Sigo creyendo en los Reyes Magos. Da igual que mis deseos sean cada vez más libertinos y la moral—siempre contra vientos y mareas puritanas—, menos rígida. Y que cada mañana de Reyes el sol esté más alto cuando me acerco a la chimenea, armado con un buen copazo –la ginebra con zumo de pomelo de Buscastell es ya un clásico pitiuso — que me ayudará a soportar valerosamente los frutos kármicos de una conducta licenciosa, pero que me hermana en la ética universal de un presocrático, un pagano piel roja o una danzarina babilónica.
Las ilusiones de los niños son tan sagradas como contagiosas. Las cabalgatas por los pueblos españoles son una hermosa tradición que resiste fuerte en vísperas de la Epifanía, asombrando a los ayatolás de la globalización que pretenden imponernos la visión de un orondo barbudo con los colores del Atleti que aparece entre las dunas ofreciendo una copita de aquavit.
Belén es un área mágica de cuyo telúrico manantial beben las tres grandes religiones monoteístas, que pese a sus deseos de paz siguen a la gresca en nombre del mismo Dios. Y me fascina la historia maravillosa de la Estrella guiadora de los Reyes Magos a través de los desiertos nocturnos, cómo esquivan a los celosos Herodes y llegan a un humilde pesebre para entregar presentes al recién nacido y felicitar a la madre.

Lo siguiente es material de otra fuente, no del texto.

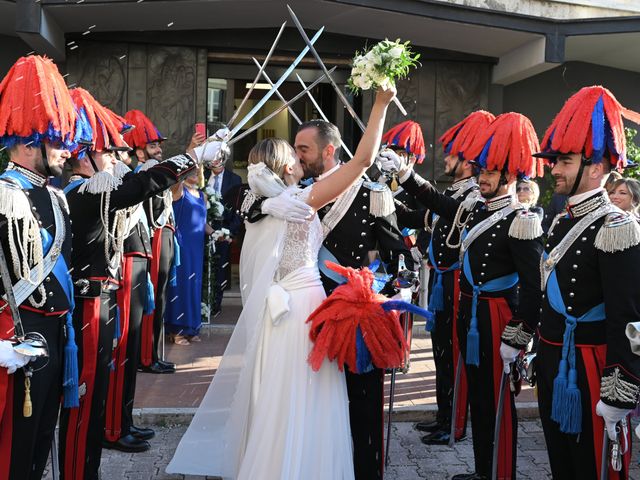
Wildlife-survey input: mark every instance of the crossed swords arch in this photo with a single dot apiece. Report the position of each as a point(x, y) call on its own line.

La copa está afinada y me sitúa en sintonía, que el estado de ánimo es un ritmo. Y brindo por la Madre y el Niño. El mensaje de alegría, gozo, bondad y esperanza sigue vivo y cálido en el mundo cíclico que los gélidos nanotecnólogos pretenden volver digital. Y prefiero, desde mi cómoda pero no ciega atalaya, creer que en el corazón del hombre sigue latiendo un niño que podrá dominar a los lobos.